Der Palácio Nacional de Sintra
Der erste Palast, den du in Sintra wahrscheinlich sehen wirst, heißt genauso wie die Stadt: Palácio Nacional de Sintra. Er steht mitten im Zentrum, und von dort aus breitet sich die Stadt nach außen aus. So hat sich Sintra wahrscheinlich auch entwickelt.

Die ersten Berichte über diesen Palast stammen aus dem 11. Jahrhundert, als Sintra noch unter arabischer Herrschaft war. Natürlich hat der Palast in über 1000 Jahren nicht ohne größere Veränderungen und Renovierungen überlebt – fast alles, was du heute innen siehst, stammt aus der Zeit der christlichen Könige, besonders aus der Herrschaft von König Manuel I. (1495-1521). Die Geschichte dieses Palastes spürt man in jedem Raum, dessen besondere Architektur nur das Ergebnis von vielen Jahrhunderten Entwicklung sein kann.
Die selbstgeführte Tour startet beeindruckend in zwei der schönsten Räume des Palastes: dem Schwanensaal und dem Elsterzimmer. Der Schwanensaal hat seinen Namen von den vielen Schwänen, die in 27 einzelnen Holztafeln an der Decke zu sehen sind.

Der Elsterraum ist noch beeindruckender: An der Decke sind 136 einzelne Platten mit jeweils einer Elster zu sehen. Jede Elster hält eine Rose im Schnabel und eine Schriftrolle in der Klaue. Die rote Rose steht für das Haus Lancaster, die Familie der Königin, und auf der Schriftrolle steht „Por Bem“, was „Zum Guten“ heißt. Einer bunten Legende nach wurde der König erwischt, wie er einer Dienstmagd eine Rose schenkte. Er beteuerte seine Unschuld mit dem Satz „For Well“, was heißen sollte, dass die Rose freundschaftlich und ohne romantische Absicht war. Das gab im Palast viel zu reden, was den König ziemlich verärgerte. Deshalb entwarf er die Decke dieses Raums: Die 136 Elstern symbolisieren die kichernden und tratschenden Bediensteten.

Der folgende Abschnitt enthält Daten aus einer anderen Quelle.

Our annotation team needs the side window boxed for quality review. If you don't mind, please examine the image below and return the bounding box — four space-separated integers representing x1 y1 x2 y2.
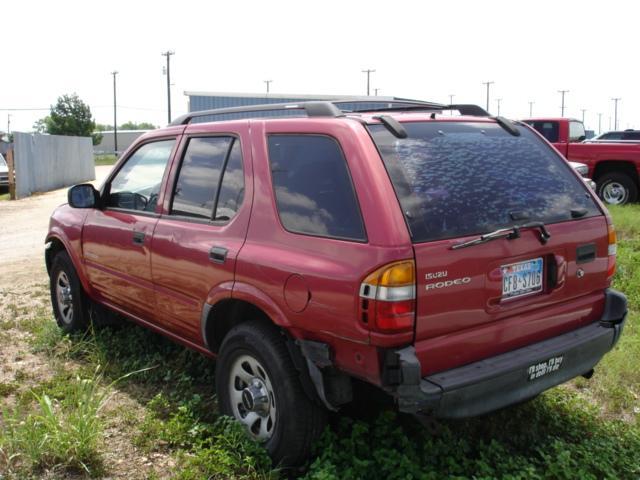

Wenn du durch den Palast läufst, spürt man, dass diese Mauern im Laufe der Jahrhunderte viele königliche Intrigen erlebt haben. Am liebsten würde man in jedem Raum länger bleiben – aber es gibt einfach zu viele! Der Meerjungfrauenraum, verschiedene Schlafzimmer, der arabische Raum mit seinem Springbrunnen in der Mitte, die Innenhöfe und die beeindruckende Palastkapelle. Der Weg durch den Palast ist verwinkelt, und ohne die Pfeile, die dich von Raum zu Raum leiten, könnte man sich leicht verlaufen.
Uns hat alles gefallen, aber zwei Räume stechen besonders hervor. Der erste ist der Wappensaal, auch Blazonssaal genannt. Dort fällt dir sofort die beeindruckende Decke ins Auge. In der Mitte ist das Wappen der Königsfamilie, umgeben von den Wappen der 72 wichtigsten Familien des Landes. Für Forscher, die sich mit der heraldischen Geschichte Portugals beschäftigen, ist diese Decke von unschätzbarem Wert und einzigartig in ganz Europa.
Ein weiteres Highlight war die Küche, die man schon von außen an den zwei riesigen Schornsteinen erkennt, die 33 Meter hoch sind. So etwas haben wir vorher noch nie gesehen. Die ganze Küche ist eigentlich eine Schornsteingrube. Wegen der ständigen Brandgefahr ist sie komplett abgeschlossen und vom Rest des Palastes getrennt.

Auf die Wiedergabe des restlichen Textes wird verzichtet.